Study links well-being of teachers with AI use
David Marshall
Columnists, Opinion
6:02 am Wednesday, October 1, 2025

Study links well-being of teachers with AI use

As a new school year begins, the attention of parents, policymakers, and the public rightly turns to students. But if we are serious about improving schools, we should start with the well-being of their teachers. Their mental health directly shapes the classroom environment, student learning, and whether schools can retain the educators they need.

The pressures teachers face are not new, but they have intensified in recent years. Stress and burnout have become widespread. Since 2020, teachers have encountered piling new responsibilities and uncertainties onto a profession that was already demanding. For too long, teachers have been expected to simply push through, even as conditions around them erode their well-being.

We recently surveyed nearly 700 teachers from across the country to gain a better understanding of what influences their mental health. The results were telling. One of the most interesting findings was the link between a teacher’s comfort with artificial intelligence (AI) and their wellbeing. Teachers who felt confident using AI in their work reported better mental health than less-confident peers. AI has the potential to dramatically reduce the time teachers spend on routine tasks, from drafting lesson plans, creating quizzes, and writing reports.

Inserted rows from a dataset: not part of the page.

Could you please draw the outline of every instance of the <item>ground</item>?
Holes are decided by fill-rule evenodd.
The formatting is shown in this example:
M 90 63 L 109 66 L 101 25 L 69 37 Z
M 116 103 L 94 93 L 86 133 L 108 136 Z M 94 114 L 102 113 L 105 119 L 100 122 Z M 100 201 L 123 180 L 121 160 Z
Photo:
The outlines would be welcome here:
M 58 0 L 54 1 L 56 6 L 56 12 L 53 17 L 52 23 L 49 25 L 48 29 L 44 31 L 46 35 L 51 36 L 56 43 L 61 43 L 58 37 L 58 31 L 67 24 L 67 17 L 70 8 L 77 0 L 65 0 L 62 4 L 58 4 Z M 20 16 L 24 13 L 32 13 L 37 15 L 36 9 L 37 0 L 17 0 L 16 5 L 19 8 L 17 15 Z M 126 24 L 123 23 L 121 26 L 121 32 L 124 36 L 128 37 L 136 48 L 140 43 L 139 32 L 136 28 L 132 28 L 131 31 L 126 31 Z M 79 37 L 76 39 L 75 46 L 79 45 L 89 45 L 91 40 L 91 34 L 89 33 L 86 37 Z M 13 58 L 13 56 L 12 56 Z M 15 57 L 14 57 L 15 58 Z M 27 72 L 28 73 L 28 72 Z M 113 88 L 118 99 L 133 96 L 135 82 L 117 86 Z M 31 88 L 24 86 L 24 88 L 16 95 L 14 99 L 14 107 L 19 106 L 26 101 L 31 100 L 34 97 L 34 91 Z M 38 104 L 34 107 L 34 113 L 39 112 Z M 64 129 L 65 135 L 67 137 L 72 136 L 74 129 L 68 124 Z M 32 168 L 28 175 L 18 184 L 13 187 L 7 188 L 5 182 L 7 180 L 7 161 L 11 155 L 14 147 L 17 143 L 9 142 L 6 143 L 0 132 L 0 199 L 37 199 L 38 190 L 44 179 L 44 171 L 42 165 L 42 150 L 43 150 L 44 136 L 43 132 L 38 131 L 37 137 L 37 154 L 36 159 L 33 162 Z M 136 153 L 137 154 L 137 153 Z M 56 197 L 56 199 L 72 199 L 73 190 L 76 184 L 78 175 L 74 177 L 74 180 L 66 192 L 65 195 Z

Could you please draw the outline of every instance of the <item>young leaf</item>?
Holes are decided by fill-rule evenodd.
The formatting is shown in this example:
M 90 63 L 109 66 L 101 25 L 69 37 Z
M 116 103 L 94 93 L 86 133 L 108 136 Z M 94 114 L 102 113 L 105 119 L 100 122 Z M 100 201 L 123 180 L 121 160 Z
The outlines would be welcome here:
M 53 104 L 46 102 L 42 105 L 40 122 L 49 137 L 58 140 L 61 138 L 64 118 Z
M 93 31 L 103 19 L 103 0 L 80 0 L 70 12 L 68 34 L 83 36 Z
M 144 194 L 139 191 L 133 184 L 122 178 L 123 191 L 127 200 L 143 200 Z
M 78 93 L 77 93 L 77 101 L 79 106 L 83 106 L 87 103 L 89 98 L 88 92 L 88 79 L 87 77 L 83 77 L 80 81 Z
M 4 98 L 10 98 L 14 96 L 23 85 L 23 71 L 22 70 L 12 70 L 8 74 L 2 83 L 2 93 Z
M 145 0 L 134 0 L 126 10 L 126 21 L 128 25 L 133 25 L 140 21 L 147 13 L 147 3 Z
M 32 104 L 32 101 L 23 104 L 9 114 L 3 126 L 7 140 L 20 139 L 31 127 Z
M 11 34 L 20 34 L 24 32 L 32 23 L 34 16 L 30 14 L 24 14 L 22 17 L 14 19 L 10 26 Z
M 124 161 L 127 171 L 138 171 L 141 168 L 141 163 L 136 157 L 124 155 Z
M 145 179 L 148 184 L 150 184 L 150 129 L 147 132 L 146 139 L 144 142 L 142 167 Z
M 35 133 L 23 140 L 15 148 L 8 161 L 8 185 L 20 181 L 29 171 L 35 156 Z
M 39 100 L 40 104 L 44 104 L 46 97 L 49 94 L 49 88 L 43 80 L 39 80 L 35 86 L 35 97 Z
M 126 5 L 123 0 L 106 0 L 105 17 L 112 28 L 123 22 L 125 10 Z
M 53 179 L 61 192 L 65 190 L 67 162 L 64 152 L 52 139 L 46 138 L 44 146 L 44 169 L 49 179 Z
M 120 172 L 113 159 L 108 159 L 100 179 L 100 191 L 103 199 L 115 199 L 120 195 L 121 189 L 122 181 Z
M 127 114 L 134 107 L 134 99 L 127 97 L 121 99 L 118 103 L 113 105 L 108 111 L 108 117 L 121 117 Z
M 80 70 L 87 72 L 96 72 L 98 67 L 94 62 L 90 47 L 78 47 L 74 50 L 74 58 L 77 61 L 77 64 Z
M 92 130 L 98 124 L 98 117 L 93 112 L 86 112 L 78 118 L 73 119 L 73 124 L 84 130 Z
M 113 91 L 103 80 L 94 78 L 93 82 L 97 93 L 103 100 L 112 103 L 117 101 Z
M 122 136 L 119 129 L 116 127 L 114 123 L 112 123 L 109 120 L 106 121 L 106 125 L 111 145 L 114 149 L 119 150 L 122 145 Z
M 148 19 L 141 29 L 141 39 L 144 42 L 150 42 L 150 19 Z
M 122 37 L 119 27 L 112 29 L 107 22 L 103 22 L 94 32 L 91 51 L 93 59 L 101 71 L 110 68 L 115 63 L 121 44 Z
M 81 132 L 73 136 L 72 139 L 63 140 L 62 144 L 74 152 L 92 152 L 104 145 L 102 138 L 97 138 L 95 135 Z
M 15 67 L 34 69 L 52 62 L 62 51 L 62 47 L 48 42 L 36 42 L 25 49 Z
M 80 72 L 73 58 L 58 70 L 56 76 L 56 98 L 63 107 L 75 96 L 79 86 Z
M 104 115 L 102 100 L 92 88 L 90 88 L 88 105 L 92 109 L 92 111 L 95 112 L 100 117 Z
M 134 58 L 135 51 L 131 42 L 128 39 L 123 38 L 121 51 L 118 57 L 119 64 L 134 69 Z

A McKinsey report estimated that the thoughtful use of AI could save teachers up to 13 hours per week. For a profession where planning, grading, and paperwork often extend late into the evening, this is not a minor adjustment. It’s a lifeline.

But these benefits will only be realized if schools invest in preparing teachers to use AI to support their teaching. Too often, new technologies are introduced without training or support, which only compounds teacher frustration. Providing training to teachers to leverage AI needs to be at the top of schools’ priorities.

Teachers entered the profession to teach and to build meaningful relationships with students, not to drown in administrative tasks, data entry, and endless paperwork. AI should be deployed to strip away those distractions and give teachers back the time and energy to focus on the core of their work: teaching, mentoring, and inspiring students.

In addition to AI, the strongest factor influencing mental health by far was support. Teachers who felt backed by their administrators, who had colleagues they could lean on, and who saw parents reinforce their efforts reported significantly better mental health. These aspects should not be considered perks, but the foundations of a sustainable career in teaching.

Administrative support matters when principals back teachers when students misbehave, protect their planning time, and ensure they have the necessary resources to succeed.

Our study also revealed encouraging signs for emerging school models like hybrid and microschools. Teachers in smaller, more flexible environments like these reported higher levels of well-being. They also reported having manageable workloads, lower levels of burnout, and higher levels of morale. These schools often give teachers more flexibility, smaller class sizes, and closer professional communities.

While not every district can replicate that structure, traditionally structured schools can still borrow lessons. Trusting teachers as professionals and giving them room to innovate leads to healthier educators and stronger schools.

This school year let’s measure success by whether teachers have the support they need. When teachers are supported, classrooms are stronger, and schools become places where both educators and students can thrive.

David T. Marshall is an associate professor in the College of Education at Auburn University. He is the co-founder and senior researcher for the Plains Research Consortium.